Let’s return from the realm of abstraction to the real world. Last month a 16-year old Leeds schoolboy was sentenced for murder of one of his teachers, Ann Maguire. Despite all the usual speculation that swirled around how an otherwise ordinary teenager could have ended up as a cold-blooded killer, the consensus from both mental health professionals and social commentators was fairly clear. There is simply no way of telling apart the one in a million teenagers who moves from occasional expressions of violent fantasies, to actually carrying out murder, from all the others. Finding the one teenager who went on to be a killer from all those that once said “I really want to f***ing kill that ****!” is an NP problem - easy to make the link in retrospect, impossible to predict going the other way.

The same applies to filtering out which of the ISIS-groupies on the internet are going to move from talking “big” on the internet into actually carrying out “lone wolf” style terror attacks.
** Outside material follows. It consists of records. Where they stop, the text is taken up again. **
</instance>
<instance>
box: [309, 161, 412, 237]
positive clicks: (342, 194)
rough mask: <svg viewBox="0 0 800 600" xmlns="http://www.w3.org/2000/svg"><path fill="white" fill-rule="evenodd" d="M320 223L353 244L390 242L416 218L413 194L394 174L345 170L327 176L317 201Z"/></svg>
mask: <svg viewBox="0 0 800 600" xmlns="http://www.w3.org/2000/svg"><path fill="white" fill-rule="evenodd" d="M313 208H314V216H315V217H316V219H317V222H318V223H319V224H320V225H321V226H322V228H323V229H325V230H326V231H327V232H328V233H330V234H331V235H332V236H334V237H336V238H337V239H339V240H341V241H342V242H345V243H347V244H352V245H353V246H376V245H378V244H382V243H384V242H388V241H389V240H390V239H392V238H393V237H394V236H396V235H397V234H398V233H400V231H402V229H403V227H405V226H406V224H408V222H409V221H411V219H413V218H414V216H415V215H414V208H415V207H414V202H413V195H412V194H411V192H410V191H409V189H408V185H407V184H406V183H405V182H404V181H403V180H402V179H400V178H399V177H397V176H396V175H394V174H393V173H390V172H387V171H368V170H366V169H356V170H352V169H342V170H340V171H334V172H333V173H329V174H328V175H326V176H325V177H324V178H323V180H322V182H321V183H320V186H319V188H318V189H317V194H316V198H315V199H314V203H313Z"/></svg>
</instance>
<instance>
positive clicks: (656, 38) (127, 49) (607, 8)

Of course the mercurial nature of teenagers is a much more commonly experienced reality to most of the population, whereas jihadi-groupies are a much more marginalised phenomena. But even though smaller in number, the problem of predicting which individual from even a small mass of blowhards will actually move to action, is no less intractable. Facebook has no more possibility of finding a magic formula for solving this particular NP problem than GCHQ or the NSA and considerably less resources to do so, if truth be told.

So if reliably picking out future lethal threats to civilians from mass surveillance of social media and internet usage by ordinary civilians is a computational impossibility, and the NSA and GCHQ know it, why do they want their powers for mass snooping so badly?

The answer is simple - power. Snooping on everybody will not reliably aid you find future terrorists that you don’t yet know about, but it sure is a great way of giving yourself power over anybody that might at some time in the future give you reason to want to damage them - for exposing your illegal spying on the public, for example. Or maybe for protesting against the inalienable right of white US police officers to gun down unarmed African American youth with impunity.

The reason for targeting someone is at your discretion when your power is hidden and unaccountable. It is for this that the NSA and GCHQ fight. And it is this arbitrary and tyrannical use of mass surveillance that we need to confront with the science that the one single reason given to justify this power - the protection of the public from attack by so far undetected evil-doers - is the one purpose that this power is useless for. P != NP. Mass surveillance cannot protect us from attack by fellow civilians and is, in itself, an attack on all civilians by unaccountable state power.

- Sidewinder's blog
- Login to post comments

## Comments

## There are plenty of

There are plenty of asymmetric cryptosystems which remain NP hard against quantum computers (which ones relying on prime number factorisation do not), such as error-correct code and merkle tree based systems. ECC crypto has been demonstrated by McEliece & Niederreiter, and should be considerably stronger than prime number-based crypto in implementation. The only difficulty is that key sizes are several hundred times larger than in RSA/EC asymmetric crytosystems.

## And it takes away our

And it takes away our liberties. If we think that taking our liberties will give us more protection, we are gravely mistakened.